The successful implementation of the organization’s compliance program also includes maintaining and publicizing open lines of communication between the compliance officer and staff members. Written confidentiality and non-retaliation policies should be distributed to staff to encourage reporting of suspected and actual fraud and abuse concerns. The OIG promotes the use of hotlines, email, written memoranda, newsletters, suggestion boxes, and other forms of information exchange.
Finally, the effectiveness of the organization’s compliance program is best assessed through an ongoing evaluation process that includes the performance of regular, periodic compliance audits by internal or external auditors who are knowledgeable and experienced in the areas of health care statutes and regulations and program requirements. At a minimum, these audits should focus on the organization’s compliance with laws governing kickback arrangements; laws governing physician self-referrals; laws governing marketing; and laws concerning claim submission, reimbursement, and cost reporting. Results of audits should be reviewed and analyzed by the organization’s compliance committee and governing body, and plans of action or correction may need to be initiated. If illegal or improper conduct is unveiled, the organization may need to notify appropriate governmental authorities or legal counsel.

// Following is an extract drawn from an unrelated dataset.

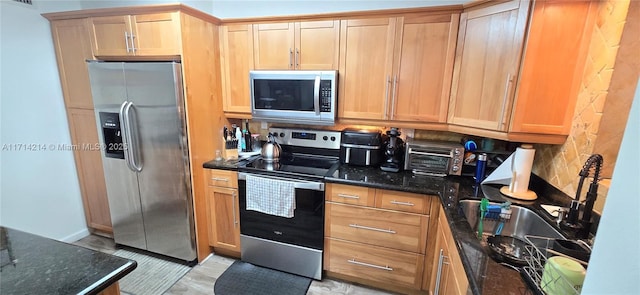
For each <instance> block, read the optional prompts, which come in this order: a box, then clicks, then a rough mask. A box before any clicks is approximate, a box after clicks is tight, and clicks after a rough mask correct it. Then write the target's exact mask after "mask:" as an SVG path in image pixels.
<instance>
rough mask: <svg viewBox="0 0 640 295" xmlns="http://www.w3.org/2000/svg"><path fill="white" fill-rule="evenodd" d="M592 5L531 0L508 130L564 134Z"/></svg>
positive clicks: (556, 1)
mask: <svg viewBox="0 0 640 295" xmlns="http://www.w3.org/2000/svg"><path fill="white" fill-rule="evenodd" d="M595 6H596V5H595V4H594V2H593V1H536V2H534V4H533V12H532V18H531V21H530V24H529V36H528V38H527V44H526V49H525V54H524V57H523V62H522V71H521V77H520V82H519V86H518V90H517V96H516V100H515V105H514V108H513V115H512V120H511V126H510V130H509V131H510V132H520V133H537V134H560V135H568V134H569V132H570V130H571V122H572V119H573V112H574V109H575V104H576V100H577V97H578V92H579V90H580V84H581V80H582V74H583V71H584V64H585V60H586V51H587V49H588V47H589V41H590V40H591V37H590V33H591V30H592V29H593V24H589V22H590V21H592V15H594V12H595V11H596V10H597V9H596V8H595ZM558 28H562V29H561V30H559V29H558Z"/></svg>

Compliance is a dynamic, evolving, and ongoing process needed to prevent fraud, waste, and abuse. Although federal regulations have not yet imposed the mandate on home health agencies, home health agencies should follow CMS’s lead and take a preemptive approach by immediately implementing a compliance and ethics program. Through implementation of an effective program now, or re-invigoration of an existing one, home health agencies will be better equipped to navigate through the complex health care regulatory environment.